(Note – for a good introduction to the history and current state of AI, see my colleague Frank Chen’s presentation here
In the last couple of years, magic started happening in AI. Techniques started working, or started working much better, and new techniques have appeared, especially around machine learning (‘ML’), and when those were applied to some long-standing and important use cases we started getting dramatically better results. For example, the error rates for image recognition, speech recognition and natural language processing have collapsed to close to human rates, at least on some measurements.
So you can say to your phone: ‘show me pictures of my dog at the beach’ and a speech recognition system turns the audio into text, natural language processing takes the text, works out that this is a photo query and hands it off to your photo app, and your photo app, which has used ML systems to tag your photos with ‘dog’ and ‘beach’, runs a database query and shows you the tagged images. Magic.
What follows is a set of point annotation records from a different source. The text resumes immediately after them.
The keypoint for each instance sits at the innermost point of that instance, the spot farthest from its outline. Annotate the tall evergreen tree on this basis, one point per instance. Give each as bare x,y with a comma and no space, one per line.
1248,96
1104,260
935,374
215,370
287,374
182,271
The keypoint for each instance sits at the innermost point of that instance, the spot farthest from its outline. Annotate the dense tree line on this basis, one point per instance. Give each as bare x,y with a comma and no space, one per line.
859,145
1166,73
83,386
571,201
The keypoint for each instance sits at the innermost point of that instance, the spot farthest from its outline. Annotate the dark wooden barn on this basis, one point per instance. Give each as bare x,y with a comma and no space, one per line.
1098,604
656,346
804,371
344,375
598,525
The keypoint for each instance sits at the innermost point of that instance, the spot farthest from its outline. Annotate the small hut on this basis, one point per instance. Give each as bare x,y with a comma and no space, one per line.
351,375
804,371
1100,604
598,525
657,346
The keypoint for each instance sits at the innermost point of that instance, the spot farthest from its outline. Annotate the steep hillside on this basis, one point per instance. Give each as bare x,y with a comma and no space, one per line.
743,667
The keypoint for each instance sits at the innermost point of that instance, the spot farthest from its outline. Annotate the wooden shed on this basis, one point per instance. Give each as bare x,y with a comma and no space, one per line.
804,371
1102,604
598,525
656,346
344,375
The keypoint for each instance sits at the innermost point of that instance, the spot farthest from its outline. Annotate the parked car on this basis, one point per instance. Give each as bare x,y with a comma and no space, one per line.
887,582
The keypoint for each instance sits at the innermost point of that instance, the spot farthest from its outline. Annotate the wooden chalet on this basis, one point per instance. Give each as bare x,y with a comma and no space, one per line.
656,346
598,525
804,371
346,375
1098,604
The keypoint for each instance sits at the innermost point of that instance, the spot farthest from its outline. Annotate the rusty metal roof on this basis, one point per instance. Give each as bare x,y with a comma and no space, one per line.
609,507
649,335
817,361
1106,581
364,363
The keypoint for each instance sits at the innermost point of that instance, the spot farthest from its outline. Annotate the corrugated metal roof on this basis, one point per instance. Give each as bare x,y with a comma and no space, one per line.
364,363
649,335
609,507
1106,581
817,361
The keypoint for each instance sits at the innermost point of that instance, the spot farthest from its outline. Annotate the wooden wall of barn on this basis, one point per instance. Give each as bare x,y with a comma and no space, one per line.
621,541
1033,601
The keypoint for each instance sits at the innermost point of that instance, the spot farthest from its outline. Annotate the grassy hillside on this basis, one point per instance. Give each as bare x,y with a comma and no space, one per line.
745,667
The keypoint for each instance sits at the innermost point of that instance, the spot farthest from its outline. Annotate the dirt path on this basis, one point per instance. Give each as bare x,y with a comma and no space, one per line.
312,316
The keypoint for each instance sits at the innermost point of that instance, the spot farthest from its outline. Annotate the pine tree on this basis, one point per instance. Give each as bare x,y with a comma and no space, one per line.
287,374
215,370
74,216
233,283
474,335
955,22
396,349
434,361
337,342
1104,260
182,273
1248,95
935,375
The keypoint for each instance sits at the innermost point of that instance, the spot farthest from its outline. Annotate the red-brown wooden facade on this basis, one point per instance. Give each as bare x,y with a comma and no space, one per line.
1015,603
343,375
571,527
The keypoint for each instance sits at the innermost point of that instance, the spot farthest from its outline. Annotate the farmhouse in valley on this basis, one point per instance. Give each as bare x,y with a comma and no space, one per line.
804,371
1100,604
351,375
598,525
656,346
There are really two things going on here – you’re using voice to fill in a dialogue box for a query, and that dialogue box can run queries that might not have been possible before. Both of these are enabled by machine learning, but they’re built quite separately, and indeed the most interesting part is not the voice but the query. In fact, the important structural change behind being able to ask for ‘Pictures with dogs at the beach’ is not that the computer can find it but that the computer has worked out, itself, how to find it. You give it a million pictures labelled ‘this has a dog in it’ and a million labelled ‘this doesn’t have a dog’ and it works out how to work out what a dog looks like. Now, try that with ‘customers in this data set who were about to churn’, or ‘this network had a security breach’, or ‘stories that people read and shared a lot’. Then try it without labels (‘unsupervised’ rather than ‘supervised’ learning).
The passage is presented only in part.